Pembenahan kalimat menurut saya yakni “lee seng ati – ati, sholat o ojo lali sinau o seng pinter”. Ada 3 konsep yang terkandung dan dapat diuraikan. Pertama, “lee seng ati – ati...”  didalam kehidupan ini banyak hal yang kita tidak tahu daripada yang tahu, karena yang kita harus lakukan adalah sebesapa besar hal yang harus kita syukuri. Tidak semua hal yang telah diperoleh dapat kita syukuri. Kebenaran yang sekarang ini ada belom tentu itu merupakan benar yang sejati, benar sejati adalah milik Allah swt dan kita hanya mencoba mendekati kebenaran itu sendiri. Maka konsepnya adalah kebenaran yang sekarang ini ada mungkin adalah kesalahan yang belom kita ketahui. Bolak – baliknya kebenaran atau kesalahan sekarang ini sering terjadi, dengan pandangan materialis, sekularis, kapitalis maupun sosialis. Setidaknya ketika didalam maupun diluar rumah orang disekitar kita merasa aman itu sudah cukup. Kebijaksanaan dan kemesraan diutamakan meski tahu akan kebenaran.

Kedua, “... sholat o ....” sholat merupakan urusan rohaniyah. Sebelum sholat kita harus ambil wudhu, suci dari hadast, dan memenuhi syarat lainnya. Puncak dari sholat adalah kekhusyu’an dan melahirkan kemesraan serta keindahan. Bagaimanapun dan apapun mendidikan sholat itu yang diperintahkan bukan menilai bagaimana dan apapun sholat itu sendiri. Maka dapat dianalogikan kita mencari input dari kehidupan, mencharge, merestart, membenahi, merefleksi, merotasi, mentranslasi, membumi yakni sebuah kebenaran. Kebenaran tidak dapat berdiri sendiri, karena kebenaran manusia itu bukan sebenar – benarnya benar. Jadi didalam kehidupan tidak bisa mendebatkan kebenaran yang dapat dilakukan hanyalah berdiskusi mencari kebenaran. Diskusi tidak untuk mencari menang atau kalah, karena tataran yang paling tinggi adalah kemesraan dari kebenaran. Setelah kehidupan itu ada kebenaran dan keburukan maka kita persiapkan dengan konsep rohaniyah terlebih dahulu.

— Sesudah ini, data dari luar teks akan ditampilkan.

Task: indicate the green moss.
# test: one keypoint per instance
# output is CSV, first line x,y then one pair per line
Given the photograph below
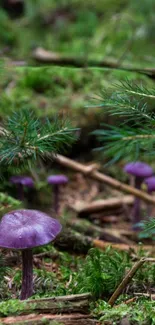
x,y
140,312
11,307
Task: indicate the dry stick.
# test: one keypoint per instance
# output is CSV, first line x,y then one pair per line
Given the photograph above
x,y
88,228
47,57
91,172
65,319
128,278
99,205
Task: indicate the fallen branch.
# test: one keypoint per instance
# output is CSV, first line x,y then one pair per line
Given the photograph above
x,y
86,227
86,170
57,305
128,279
99,205
34,319
43,56
73,241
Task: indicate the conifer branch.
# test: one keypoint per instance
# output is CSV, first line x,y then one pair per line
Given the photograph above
x,y
24,138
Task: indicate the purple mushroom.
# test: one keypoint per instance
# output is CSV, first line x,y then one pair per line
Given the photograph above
x,y
23,230
21,182
150,182
141,171
57,181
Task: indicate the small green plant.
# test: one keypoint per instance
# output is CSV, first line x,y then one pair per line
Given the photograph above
x,y
24,138
134,137
140,312
101,272
38,79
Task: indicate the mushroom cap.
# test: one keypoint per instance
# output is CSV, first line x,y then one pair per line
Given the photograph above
x,y
138,169
150,182
57,179
24,180
21,229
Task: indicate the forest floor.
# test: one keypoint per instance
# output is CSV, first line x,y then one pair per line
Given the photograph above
x,y
75,278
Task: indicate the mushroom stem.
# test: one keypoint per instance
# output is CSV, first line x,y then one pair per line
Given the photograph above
x,y
27,277
56,198
149,207
20,192
136,208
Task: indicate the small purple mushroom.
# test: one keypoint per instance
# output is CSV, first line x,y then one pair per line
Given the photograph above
x,y
23,230
140,170
21,182
150,182
57,181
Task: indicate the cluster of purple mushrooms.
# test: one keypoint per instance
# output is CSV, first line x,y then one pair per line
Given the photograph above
x,y
25,229
27,182
143,173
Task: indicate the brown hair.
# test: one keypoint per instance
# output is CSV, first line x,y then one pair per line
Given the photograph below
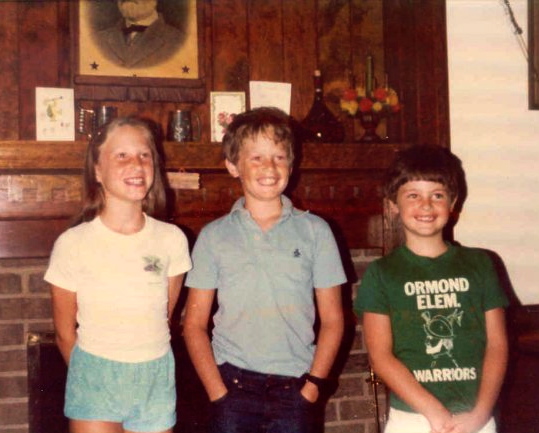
x,y
94,197
425,162
263,120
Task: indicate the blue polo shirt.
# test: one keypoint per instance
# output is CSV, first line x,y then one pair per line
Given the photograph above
x,y
264,281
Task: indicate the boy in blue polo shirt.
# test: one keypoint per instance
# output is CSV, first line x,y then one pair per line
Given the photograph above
x,y
267,264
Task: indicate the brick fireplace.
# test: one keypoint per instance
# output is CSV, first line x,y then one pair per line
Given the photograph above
x,y
40,190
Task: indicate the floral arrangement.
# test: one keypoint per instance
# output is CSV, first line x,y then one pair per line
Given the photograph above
x,y
381,100
224,119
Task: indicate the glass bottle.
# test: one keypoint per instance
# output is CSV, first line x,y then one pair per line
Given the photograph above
x,y
320,125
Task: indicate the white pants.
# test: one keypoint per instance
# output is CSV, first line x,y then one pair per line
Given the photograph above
x,y
407,422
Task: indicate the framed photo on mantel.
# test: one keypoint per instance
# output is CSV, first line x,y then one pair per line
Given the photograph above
x,y
158,59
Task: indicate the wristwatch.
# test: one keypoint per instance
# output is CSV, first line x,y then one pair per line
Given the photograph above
x,y
321,383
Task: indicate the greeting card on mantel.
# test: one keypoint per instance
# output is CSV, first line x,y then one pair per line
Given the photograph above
x,y
270,94
55,114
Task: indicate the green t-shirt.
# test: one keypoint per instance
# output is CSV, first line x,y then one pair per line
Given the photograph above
x,y
437,311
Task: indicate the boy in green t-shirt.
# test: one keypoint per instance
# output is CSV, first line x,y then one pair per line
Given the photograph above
x,y
433,312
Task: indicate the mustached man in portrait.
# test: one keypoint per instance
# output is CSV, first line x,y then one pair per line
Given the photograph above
x,y
140,37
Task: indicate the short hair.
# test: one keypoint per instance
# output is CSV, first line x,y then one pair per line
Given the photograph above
x,y
425,162
94,198
249,124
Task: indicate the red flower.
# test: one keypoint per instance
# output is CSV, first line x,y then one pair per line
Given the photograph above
x,y
365,105
380,94
349,94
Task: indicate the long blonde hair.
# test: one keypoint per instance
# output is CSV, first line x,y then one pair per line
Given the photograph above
x,y
94,198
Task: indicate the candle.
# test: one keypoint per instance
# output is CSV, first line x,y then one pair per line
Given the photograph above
x,y
368,76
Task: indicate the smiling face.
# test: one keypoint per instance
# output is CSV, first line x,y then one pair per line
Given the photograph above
x,y
424,208
263,168
125,167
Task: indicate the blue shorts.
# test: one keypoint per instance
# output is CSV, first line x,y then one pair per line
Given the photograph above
x,y
141,396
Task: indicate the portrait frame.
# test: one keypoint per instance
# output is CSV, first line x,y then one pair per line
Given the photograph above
x,y
533,60
178,78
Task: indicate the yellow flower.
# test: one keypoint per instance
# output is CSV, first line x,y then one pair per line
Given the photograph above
x,y
361,92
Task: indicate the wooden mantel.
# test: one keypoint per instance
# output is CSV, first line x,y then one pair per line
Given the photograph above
x,y
40,190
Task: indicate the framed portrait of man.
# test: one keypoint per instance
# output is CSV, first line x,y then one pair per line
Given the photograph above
x,y
138,43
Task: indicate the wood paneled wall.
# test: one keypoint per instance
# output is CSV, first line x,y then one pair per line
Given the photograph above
x,y
269,40
242,40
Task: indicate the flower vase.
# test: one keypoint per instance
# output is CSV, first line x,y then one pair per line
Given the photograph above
x,y
369,122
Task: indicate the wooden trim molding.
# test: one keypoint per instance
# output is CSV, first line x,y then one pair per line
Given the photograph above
x,y
41,190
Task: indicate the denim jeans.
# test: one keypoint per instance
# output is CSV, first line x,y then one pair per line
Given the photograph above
x,y
262,403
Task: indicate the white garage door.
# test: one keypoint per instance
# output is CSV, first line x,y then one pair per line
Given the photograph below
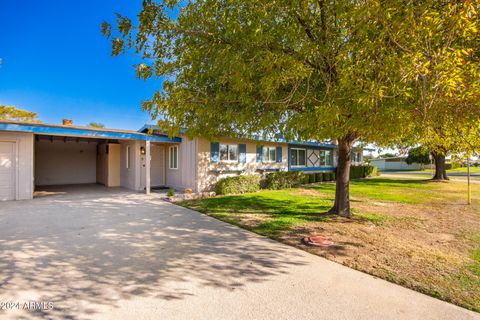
x,y
7,170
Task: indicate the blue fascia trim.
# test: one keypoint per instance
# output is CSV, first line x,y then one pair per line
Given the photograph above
x,y
50,130
322,169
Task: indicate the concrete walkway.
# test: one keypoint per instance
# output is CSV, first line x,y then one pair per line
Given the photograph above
x,y
98,254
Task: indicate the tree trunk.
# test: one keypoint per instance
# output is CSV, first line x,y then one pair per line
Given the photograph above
x,y
440,167
342,191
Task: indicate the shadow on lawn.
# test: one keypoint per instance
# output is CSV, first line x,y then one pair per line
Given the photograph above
x,y
89,255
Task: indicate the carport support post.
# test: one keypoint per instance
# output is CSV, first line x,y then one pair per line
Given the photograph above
x,y
147,167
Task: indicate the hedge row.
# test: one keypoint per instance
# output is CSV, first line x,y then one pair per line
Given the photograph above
x,y
285,179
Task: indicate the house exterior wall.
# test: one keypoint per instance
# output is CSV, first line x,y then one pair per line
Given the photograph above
x,y
113,165
210,172
24,163
157,165
384,165
313,163
130,175
55,159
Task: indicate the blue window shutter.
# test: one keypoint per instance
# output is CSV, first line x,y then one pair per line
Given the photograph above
x,y
259,153
279,154
243,152
214,151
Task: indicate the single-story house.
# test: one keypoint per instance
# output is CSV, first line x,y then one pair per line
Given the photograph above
x,y
37,154
396,164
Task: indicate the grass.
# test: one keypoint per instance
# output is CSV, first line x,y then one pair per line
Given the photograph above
x,y
413,232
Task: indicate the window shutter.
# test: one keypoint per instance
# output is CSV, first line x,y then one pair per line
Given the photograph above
x,y
243,152
259,153
214,151
279,154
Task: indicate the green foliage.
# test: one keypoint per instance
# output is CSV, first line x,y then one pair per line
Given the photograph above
x,y
327,176
388,155
96,125
305,179
283,180
418,155
452,165
308,69
13,113
238,184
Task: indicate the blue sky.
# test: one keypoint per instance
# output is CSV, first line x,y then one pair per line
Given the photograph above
x,y
55,62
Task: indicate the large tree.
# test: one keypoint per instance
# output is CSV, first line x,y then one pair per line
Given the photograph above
x,y
16,114
439,44
309,70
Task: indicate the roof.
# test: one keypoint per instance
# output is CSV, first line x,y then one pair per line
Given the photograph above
x,y
146,127
80,131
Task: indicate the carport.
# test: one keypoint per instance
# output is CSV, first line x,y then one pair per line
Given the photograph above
x,y
36,156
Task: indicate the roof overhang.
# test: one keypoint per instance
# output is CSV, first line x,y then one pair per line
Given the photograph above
x,y
58,130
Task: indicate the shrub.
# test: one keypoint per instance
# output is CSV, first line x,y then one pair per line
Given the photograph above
x,y
283,180
238,184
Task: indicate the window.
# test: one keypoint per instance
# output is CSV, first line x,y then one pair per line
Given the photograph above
x,y
269,154
298,157
127,157
173,157
228,152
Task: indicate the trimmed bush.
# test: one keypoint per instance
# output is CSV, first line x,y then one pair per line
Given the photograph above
x,y
283,180
238,184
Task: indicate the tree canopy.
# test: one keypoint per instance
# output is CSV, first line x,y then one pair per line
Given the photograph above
x,y
16,114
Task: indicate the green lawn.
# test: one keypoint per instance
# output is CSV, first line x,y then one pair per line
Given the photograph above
x,y
417,233
460,170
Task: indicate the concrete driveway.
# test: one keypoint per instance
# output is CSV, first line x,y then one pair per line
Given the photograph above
x,y
110,254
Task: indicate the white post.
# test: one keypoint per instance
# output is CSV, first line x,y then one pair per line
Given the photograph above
x,y
147,167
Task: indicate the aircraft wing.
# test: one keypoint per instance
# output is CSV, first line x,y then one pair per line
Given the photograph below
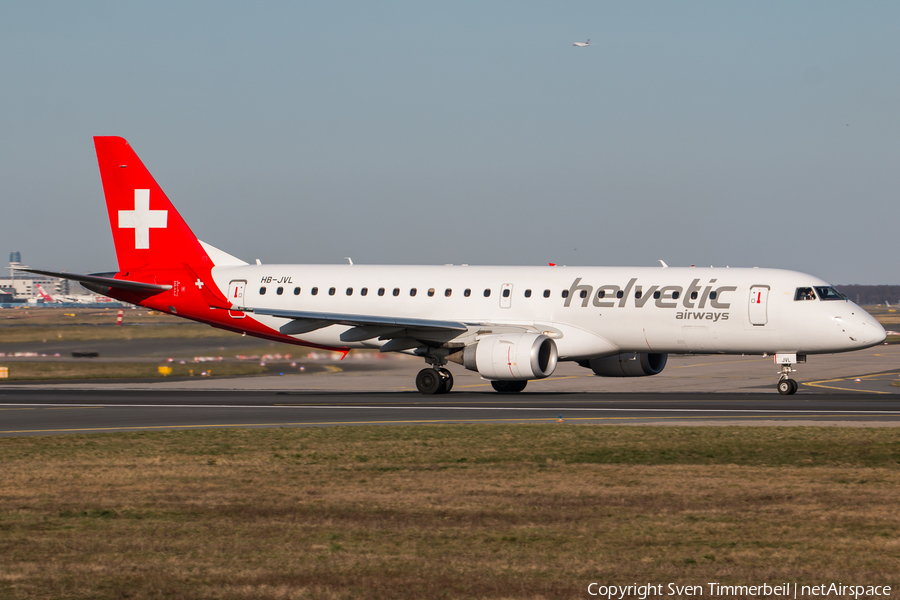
x,y
101,279
404,333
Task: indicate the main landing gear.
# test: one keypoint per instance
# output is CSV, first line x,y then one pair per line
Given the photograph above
x,y
509,387
434,380
787,386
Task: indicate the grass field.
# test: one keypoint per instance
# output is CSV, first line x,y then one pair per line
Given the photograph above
x,y
476,511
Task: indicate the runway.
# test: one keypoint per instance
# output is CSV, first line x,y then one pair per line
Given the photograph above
x,y
45,412
855,389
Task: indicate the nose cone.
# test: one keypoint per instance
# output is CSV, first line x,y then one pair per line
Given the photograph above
x,y
867,331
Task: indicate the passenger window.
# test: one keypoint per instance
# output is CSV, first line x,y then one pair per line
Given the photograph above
x,y
804,294
829,293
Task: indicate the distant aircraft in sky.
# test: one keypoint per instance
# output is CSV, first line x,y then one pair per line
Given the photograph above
x,y
510,324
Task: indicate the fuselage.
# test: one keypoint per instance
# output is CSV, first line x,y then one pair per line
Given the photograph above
x,y
589,311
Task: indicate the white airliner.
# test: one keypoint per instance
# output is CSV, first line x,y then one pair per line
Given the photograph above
x,y
510,324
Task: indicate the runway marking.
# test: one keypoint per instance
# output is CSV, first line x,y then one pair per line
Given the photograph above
x,y
554,409
404,422
832,387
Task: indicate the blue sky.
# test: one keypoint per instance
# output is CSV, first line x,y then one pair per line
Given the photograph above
x,y
746,134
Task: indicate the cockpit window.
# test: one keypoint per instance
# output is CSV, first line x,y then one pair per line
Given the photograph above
x,y
805,294
829,293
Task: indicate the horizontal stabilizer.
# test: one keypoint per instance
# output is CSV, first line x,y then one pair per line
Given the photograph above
x,y
359,320
122,284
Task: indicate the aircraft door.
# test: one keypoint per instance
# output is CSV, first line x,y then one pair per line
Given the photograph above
x,y
506,295
759,295
236,297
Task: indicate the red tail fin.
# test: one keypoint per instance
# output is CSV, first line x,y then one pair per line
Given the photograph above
x,y
147,230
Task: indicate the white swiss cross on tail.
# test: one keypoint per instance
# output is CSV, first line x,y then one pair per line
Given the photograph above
x,y
141,219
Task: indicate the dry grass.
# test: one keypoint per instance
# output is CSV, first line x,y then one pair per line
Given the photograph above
x,y
43,324
444,511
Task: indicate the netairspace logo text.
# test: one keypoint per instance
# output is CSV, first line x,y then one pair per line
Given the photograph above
x,y
715,590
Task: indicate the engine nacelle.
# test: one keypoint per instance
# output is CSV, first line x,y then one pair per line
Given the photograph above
x,y
628,364
511,356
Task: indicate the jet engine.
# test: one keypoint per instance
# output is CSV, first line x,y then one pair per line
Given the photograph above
x,y
510,356
628,364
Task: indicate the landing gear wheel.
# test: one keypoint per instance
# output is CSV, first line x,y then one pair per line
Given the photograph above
x,y
509,387
429,381
787,387
446,381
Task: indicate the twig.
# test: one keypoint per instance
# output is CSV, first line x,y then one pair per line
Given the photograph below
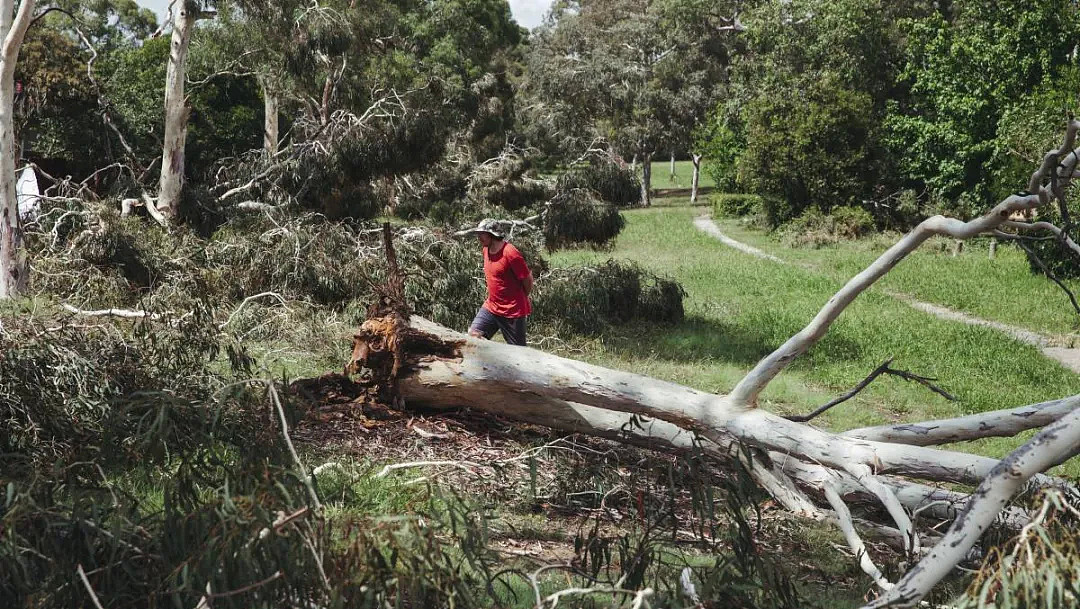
x,y
126,313
90,589
244,303
882,369
1050,274
288,442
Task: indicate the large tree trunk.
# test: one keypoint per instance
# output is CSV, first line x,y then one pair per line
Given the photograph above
x,y
12,257
171,185
697,176
427,364
270,110
647,179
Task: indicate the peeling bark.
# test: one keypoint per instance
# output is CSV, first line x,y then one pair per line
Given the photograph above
x,y
13,268
647,179
171,184
270,125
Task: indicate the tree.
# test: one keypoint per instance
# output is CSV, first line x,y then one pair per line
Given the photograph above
x,y
796,463
969,67
13,26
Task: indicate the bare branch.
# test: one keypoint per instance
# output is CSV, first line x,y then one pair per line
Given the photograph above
x,y
998,423
1050,447
882,369
1063,161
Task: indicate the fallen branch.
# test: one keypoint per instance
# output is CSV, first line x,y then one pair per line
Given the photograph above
x,y
125,313
882,369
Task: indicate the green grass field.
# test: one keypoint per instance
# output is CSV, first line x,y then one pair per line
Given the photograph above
x,y
684,175
739,308
1002,289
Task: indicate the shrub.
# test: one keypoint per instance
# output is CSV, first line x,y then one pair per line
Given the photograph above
x,y
815,228
736,205
577,217
589,299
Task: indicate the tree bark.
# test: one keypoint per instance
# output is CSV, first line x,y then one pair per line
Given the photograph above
x,y
697,176
647,179
270,129
13,269
171,185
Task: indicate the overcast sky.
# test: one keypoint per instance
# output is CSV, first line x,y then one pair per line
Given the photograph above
x,y
526,12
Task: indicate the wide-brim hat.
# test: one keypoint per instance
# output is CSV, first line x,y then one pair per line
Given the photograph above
x,y
487,225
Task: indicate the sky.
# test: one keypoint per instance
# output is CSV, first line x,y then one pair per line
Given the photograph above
x,y
527,13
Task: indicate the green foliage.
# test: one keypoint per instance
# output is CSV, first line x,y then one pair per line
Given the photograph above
x,y
824,136
226,116
736,205
575,217
721,148
608,180
589,299
980,78
1040,567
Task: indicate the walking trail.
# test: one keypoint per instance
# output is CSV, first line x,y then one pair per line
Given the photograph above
x,y
1068,357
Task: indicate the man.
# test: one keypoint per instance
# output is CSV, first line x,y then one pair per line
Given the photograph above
x,y
509,284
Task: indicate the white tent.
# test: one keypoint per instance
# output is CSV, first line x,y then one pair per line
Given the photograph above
x,y
28,194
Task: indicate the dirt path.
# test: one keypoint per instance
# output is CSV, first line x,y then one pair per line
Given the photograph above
x,y
1068,357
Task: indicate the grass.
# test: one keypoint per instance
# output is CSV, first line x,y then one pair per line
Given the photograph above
x,y
740,308
684,175
1002,289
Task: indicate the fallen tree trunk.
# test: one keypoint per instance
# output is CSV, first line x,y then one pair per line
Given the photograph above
x,y
420,362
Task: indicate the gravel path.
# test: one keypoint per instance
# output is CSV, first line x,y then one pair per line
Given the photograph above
x,y
1068,357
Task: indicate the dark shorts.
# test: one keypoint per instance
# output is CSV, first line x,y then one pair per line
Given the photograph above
x,y
487,323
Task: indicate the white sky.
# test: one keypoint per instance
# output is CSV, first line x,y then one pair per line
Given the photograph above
x,y
527,13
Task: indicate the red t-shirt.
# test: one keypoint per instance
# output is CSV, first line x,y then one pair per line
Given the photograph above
x,y
505,271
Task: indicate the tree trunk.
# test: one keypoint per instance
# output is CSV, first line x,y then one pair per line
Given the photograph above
x,y
647,179
324,108
697,176
12,256
176,112
270,130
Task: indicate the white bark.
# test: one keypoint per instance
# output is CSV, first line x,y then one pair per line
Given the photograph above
x,y
1049,447
13,268
696,179
1063,161
171,185
521,382
647,179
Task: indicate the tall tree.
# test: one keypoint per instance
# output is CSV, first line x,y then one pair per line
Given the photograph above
x,y
13,25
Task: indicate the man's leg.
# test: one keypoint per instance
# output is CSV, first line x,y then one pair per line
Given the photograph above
x,y
484,324
513,330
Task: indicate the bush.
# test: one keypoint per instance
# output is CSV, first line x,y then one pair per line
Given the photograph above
x,y
736,205
608,180
589,299
577,217
1060,259
815,228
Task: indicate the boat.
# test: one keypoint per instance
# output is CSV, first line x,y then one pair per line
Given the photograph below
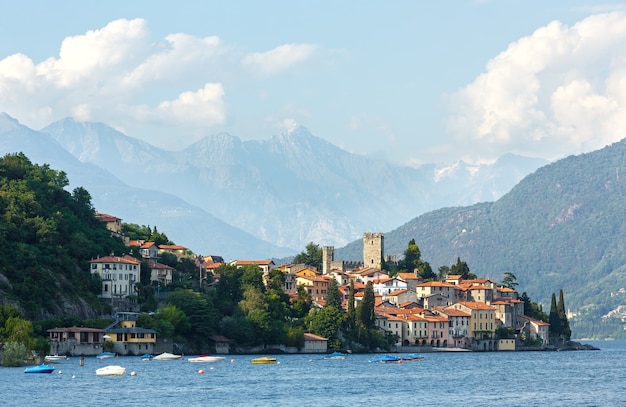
x,y
43,368
386,359
111,371
106,355
413,358
167,356
55,358
207,358
265,360
336,356
147,357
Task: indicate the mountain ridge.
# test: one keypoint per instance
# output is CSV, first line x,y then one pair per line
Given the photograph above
x,y
290,189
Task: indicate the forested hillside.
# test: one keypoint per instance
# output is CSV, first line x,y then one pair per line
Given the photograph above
x,y
562,227
48,235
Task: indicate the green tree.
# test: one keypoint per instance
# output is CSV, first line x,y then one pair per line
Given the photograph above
x,y
413,262
443,273
326,322
203,319
14,354
554,319
412,257
509,281
252,277
532,309
565,329
351,313
333,296
312,256
365,309
462,269
302,304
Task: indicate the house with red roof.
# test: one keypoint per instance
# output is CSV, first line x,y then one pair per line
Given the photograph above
x,y
119,274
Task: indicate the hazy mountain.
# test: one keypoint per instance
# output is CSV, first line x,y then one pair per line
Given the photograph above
x,y
561,227
184,223
292,188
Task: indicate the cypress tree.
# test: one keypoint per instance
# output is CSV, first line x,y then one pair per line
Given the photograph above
x,y
351,317
366,307
333,296
554,319
565,329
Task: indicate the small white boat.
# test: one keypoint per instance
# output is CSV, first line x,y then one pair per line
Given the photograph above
x,y
111,371
336,356
265,360
167,356
207,358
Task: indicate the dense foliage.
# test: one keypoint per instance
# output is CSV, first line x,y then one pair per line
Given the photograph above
x,y
47,234
559,228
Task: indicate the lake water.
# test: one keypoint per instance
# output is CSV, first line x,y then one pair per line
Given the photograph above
x,y
578,378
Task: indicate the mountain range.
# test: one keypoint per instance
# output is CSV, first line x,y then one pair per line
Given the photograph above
x,y
561,227
258,198
554,226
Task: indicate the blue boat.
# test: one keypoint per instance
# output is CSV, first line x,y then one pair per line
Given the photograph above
x,y
336,356
386,359
413,357
106,355
43,368
147,357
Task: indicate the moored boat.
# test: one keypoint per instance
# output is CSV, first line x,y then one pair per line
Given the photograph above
x,y
413,358
147,357
55,358
167,356
265,360
106,355
386,359
43,368
111,371
207,358
336,356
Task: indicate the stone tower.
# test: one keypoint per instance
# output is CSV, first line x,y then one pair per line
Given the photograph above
x,y
328,255
373,249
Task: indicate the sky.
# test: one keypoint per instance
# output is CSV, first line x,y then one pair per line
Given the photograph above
x,y
409,81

Ketiga, “ ... ojo lali sinau seng pinter” kalimat terakhir ini merupakan urusan jasadiyah. Landasan kebenaran sudah diketahui dan rohaniyah sudah tertata kuat dalam menjalankan kehidupan. Ketika dalam keadaan kesusahan, kesulitan, kesedihan, keterpurukan, dan lain sebagainya. Sudah punya dasar bahwa itu semua merupakan dinamika kehidupan. Perlu diketahui bahwa didalam Al – Qur’an surah Al – Insyirah ayat ke 5  dengan arti kurang lebih “bersama kesuliatan ada kemudahan” diulangi lagi dalam aya ke 6. Logika sederhananya bahwa kemudahan itu ada kalau kita merasakan kesuliatan, kebahagiaan itu ada kalau kita merasakan kesedihan, dan seterusnya. Ada pertanyaan semisal “kalau saya tidak kuat menghadapi beban yang dihadapi apa yang harus dilakukan?”. Ada dua pilihan yang dapat kita minta kepada Allah swt. Yaitu kita meminta dikuatkan diri atau meminta diturunkan bobot beban yang dihadapi. Konsep lain menjelaskan bahwa Allah swt tidak akan memberikan beban diatas kekuatan hambanya. Maka pilihan yang lebih tepat adalah meminta dikuatkan diri untuk menghadapi dinamika kehidupan tersebut. Ini merupakan output dari wejagan yang disampaikan oleh orang tua kita. 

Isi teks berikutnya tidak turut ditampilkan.